# Shoe Leather Jerky



## jmardock (Oct 29, 2018)

The butcher shop in my home town makes my favorite jerky. I am eating some as I type this and I want to figure out how to get close myself. It's sliced thin and makes me feel like I'm chewing on an old piece of shoe leather. I like jerky that gives me something to chew on for awhile.

I've made jerky myself twice and it turned out a bit softer, much like some of the grocery store brands. Both times I used london broil sliced WITH the grain. I want to achieve shoe leather jerky! Who can help me?

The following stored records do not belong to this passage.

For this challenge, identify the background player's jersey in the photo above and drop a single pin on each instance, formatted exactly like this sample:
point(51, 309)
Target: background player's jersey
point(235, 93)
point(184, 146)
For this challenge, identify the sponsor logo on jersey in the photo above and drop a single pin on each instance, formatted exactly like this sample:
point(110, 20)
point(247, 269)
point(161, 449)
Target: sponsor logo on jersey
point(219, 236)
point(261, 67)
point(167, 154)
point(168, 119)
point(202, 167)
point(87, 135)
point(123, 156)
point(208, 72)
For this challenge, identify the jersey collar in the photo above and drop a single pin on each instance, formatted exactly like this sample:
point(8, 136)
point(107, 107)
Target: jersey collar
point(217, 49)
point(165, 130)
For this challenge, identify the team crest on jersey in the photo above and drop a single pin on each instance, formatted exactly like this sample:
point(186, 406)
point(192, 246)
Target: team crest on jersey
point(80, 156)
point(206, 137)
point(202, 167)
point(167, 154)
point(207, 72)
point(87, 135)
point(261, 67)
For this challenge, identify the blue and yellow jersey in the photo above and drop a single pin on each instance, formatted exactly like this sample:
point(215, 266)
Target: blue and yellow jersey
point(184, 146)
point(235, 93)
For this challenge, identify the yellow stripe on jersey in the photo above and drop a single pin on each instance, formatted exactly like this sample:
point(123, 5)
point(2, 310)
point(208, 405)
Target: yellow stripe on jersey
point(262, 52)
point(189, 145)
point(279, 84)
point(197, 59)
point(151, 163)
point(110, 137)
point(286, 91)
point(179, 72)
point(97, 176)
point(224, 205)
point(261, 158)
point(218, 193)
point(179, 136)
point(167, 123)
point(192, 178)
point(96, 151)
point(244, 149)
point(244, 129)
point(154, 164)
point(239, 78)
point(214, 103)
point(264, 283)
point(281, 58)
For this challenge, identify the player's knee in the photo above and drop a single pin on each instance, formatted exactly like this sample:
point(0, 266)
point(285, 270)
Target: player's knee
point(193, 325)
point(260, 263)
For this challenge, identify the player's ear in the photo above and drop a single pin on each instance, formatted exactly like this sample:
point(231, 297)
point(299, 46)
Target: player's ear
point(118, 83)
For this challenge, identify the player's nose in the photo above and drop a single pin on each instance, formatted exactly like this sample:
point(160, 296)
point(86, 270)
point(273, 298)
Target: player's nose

This will also be my first time attempting jerky on the pellet smoker I currently own. I used an MES30 in previous attempts. My pellet smoker has a hard time getting below 180. Is that too hot to make jerky?


----------



## chopsaw (Oct 29, 2018)

I like it the same as you . I use eye round and dry it in the oven @170 .


----------



## browneyesvictim (Oct 29, 2018)

By my experience, a dryer jerky should produce a less "softer" chew.


----------



## Bspeech (Oct 29, 2018)

I use top round, sliced with the grain for an easy tear. Throw it on the smoker for around an hour at 150. Then I finish it off in the dehydrator for a couple hours at 155. Ive found the dehydrator gives you the texture you are looking for.


----------



## jmardock (Oct 29, 2018)

Looks like I'll have to look into getting a dehydrator.


----------



## SonnyE (Oct 29, 2018)

I got a Presto Dehydro as a Christmas gift last Christmas. Couldn't have been happier than a 5 year old with a new bike!
I tested it and it hits 173° easily when set for 165°. Which is good for critical heat. Makes great jerky, along with other dried stuff. I even dried onions and made some wonderful Onion powder.
I've found right around 2 pounds before processing makes a good load for it.

I'd try some flank steak, cut with the grain. If you want chew, you want some tough beef. You could ask what cut they use for the jerky you like. They might even tell you...
It is a given you need to cut it with the grain, and NOT across the grain to make it tougher.
Then dry it nice and slow, until it is hard as a rock.

A friend of mine killed a range cow back in the early 1970's. He brought a chunk of it over to see if we could make it tender. Even ground into hamburger it was inedible. Now that... was shoe leather.


----------



## jmardock (Oct 30, 2018)

SonnyE said:


> I got a Presto Dehydro as a Christmas gift last Christmas. Couldn't have been happier than a 5 year old with a new bike!
> I tested it and it hits 173° easily when set for 165°. Which is good for critical heat. Makes great jerky, along with other dried stuff. I even dried onions and made some wonderful Onion powder.
> I've found right around 2 pounds before processing makes a good load for it.
> 
> ...



Thank you SonnyE. I'll check out the Presto. I'll also see if I can find a range cow somewhere :).


----------



## SonnyE (Oct 30, 2018)

If you can find leather soled shoes, you could marinate them in AuJu, dry, and gnaw.... :rolleyes:
But I don't think anybody makes leather soles anymore. Kind of a lost art.


----------